Dave’s many design projects include the AIA award winning Smith Lodge in Warren, Vermont; Atkins Lodge in Killington, Vermont, recipient of an AIA special recognition award; and several buildings at the Gesundheit Institute, Dr. Patch Adams’ hospital complex in West Virginia. Sellers has won three AIA awards for designs using native materials and natural systems.
In addition to his design and teaching work, Dave has been instrumental in several successful business enterprises. He co-founded Northern Power Systems, a research and manufacturing company specializing in wind turbines. He partnered with biologist John Todd to create Four Elements Corporation, a research and development company that developed the first Solar Aquatic commercial sewage treatment system. He is the co-founder of Vermont Iron Stove Co., which designed and manufactured high efficiency wood stoves.
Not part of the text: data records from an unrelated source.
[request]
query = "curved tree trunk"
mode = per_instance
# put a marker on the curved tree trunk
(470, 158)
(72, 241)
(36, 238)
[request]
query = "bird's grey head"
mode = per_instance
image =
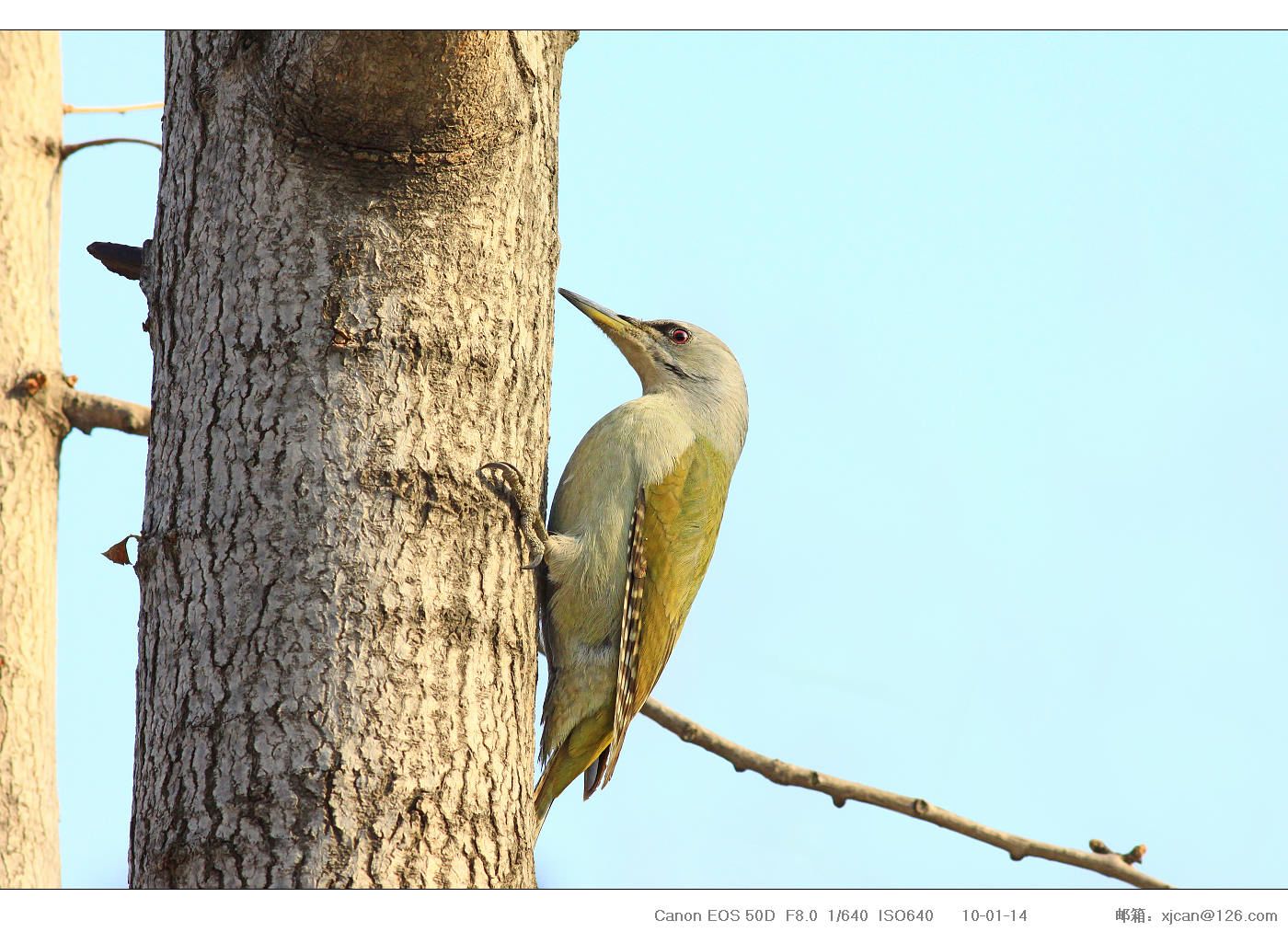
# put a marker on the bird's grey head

More recently, Mr. Sellers founded the Mad River Rocket Co., which makes the world’s only wilderness sled, for which there are three patents.
Dave is an active volunteer and has served on the Board of Advisors of the Windstar Foundation, as a trustee on the Vermont Council of the Arts and the Warren (VT) Town Planning Commission.
Sylvia Smith
Senior Partner Sylvia Smith, AIA, LEED directs FXFOWLE's Cultural/Educational Studio which has won numerous awards for design excellence. Sylvia is constantly cultivating new ways to make architecture more expressive and enriching. She is interested in design as a practical and poetic articulation of theoretical ideas, and is firmly committed to a sense of optimism at the heart of those ideas. She believes that every project, regardless of type or size, can make an architectural move that empowers it and enlivens the experiences of people who visit or pass by.
Her current work includes the redesign of the Lincoln Center public spaces and the expansion of the Juilliard School (with Diller Scofidio + Renfro), a new mixed-use tower for a leading Manhattan private school, and new residence halls for the Berkshire School. Projects currently under construction include the Lion House reconstruction and the Jose E. Serrano Center for Global Conservation, both at the Bronx Zoo. Sylvia's recent projects include the Martin J. Whitman School of Management at Syracuse University, the Black Rock Forest Center for Science and Education, and the renovation/addition for the American Bible Society. Sylvia earned a Bachelor of Arts degree in studio art and art history from Dickinson College, where she was named a Metzger Fellow. She received her Master of Architecture from the University of Virginia School of Architecture.